Where does this deconstruction of marital dyads leave us? Den Otter points to the “abolition of marriage” itself as the ultimate destination. In the meantime, it is necessary to include more and more groups in a more and more minimal marriage. In this, Den Otter follows paths laid by other scholars. In Minimizing Marriage, Elizabeth Brake argues that “friendships, care networks, urban tribes, and other intimate associations” such as polygamy are equivalent to marriage. In Untying the Knot, Tamara Metz puts forward much the same endpoint but calls it the abolition of marriage as a legal category. She also argues that the state should recognize “groups of nonsexually intimate caregivers (siblings or postmarriage collectives, for example).”

This is the state of the debate within contemporary liberalism. Some would apply neutrality incompletely for now, as circumstances warrant, while others push the envelope more completely. Some think this more complete drawing out of implications amounts to the abolition of marriage as a legal category, while others call it the minimizing of marriage, with a promise to do more minimizing in the future. Some think that the state should never acknowledge adult relationships, while others think the state should offer a menu of choices of legal rights for whatever adults would like to share a life together; Metz calls these ICGUs, or “Intimate Care-Giving Units.” Still others—including Den Otter himself—worry that favoring adults who care for one another would be violating neutral principles and instead advocate SPICs: “Semi-Private Intimate Contracts.”

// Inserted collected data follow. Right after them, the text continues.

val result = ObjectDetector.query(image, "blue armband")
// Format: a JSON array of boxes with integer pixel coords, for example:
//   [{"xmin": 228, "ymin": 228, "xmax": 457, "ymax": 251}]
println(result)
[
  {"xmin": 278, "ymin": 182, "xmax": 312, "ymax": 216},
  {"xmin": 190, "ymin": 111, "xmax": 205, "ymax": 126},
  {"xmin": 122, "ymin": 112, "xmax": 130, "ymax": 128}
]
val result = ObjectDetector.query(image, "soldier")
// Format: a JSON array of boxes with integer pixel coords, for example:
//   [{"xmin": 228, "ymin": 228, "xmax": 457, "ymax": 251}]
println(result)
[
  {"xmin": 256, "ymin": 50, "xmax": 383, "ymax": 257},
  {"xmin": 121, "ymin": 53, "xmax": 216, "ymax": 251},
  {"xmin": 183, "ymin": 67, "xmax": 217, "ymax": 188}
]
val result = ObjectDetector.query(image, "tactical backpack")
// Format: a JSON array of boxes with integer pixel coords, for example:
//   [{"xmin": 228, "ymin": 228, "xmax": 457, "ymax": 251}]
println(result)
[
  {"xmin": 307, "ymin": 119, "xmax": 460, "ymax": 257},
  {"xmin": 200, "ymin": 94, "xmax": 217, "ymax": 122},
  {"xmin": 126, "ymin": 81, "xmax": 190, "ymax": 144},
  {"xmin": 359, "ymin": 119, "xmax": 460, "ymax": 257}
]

With apologies to Alexander Pope: whether this amounts to the abolition of marriage let fools contest; arguments for restricting marriage will fail the test. This is how the rolling revolution manifests itself in practice.

There is some more work to be done in disestablishing our current conception of marriage. This will probably begin with public recognition of plural marriage, then of consensual adult incest, and then of friendship, then, perhaps, of marriages with human-like robots (see, for example, David Levy’s Love and Sex with Robots). The post-marriage landscape seems to be the current center of debate among contemporary liberals: what, if anything, should replace marriage?

Exposing Built-In Biases

Defending any aspect of public morality is nearly impossible on these terms. Anyone interested in defending marriage and family life must first expose the built-in biases and hidden moral teaching within the contemporary liberal perspective. This is going to be the work of a generation. This task was begun in earnest during the same-sex marriage debate. It is now high time to show that contemporary liberals peddle morality as much as, and more dishonestly than, any bunch of poets.

When I say that this must be the work of a generation, I mean several things. The edifice of contemporary liberalism must continue to be exposed as violating the pretended principles of liberal neutrality. The idea of autonomy must be exposed as the inhuman, central lie of our constitutional life: autonomy does not exist, for all human beings are hemmed in by habits or mores from their nurturing and their nature. Any decent society would aim to have habits promoting self-government at the center of its idea of consent, not pretend that “consent” must be unaffected by any and all extraneous considerations.

We must continue to make the moral argument for marriage as a community of love, connected to having and raising children. Above all, we must make the argument that human nature is a complex mixture of freedom and necessity, virtues and vices, and chaotic passions that can be ordered toward a good life, and that marriage and family life are indispensable to that end.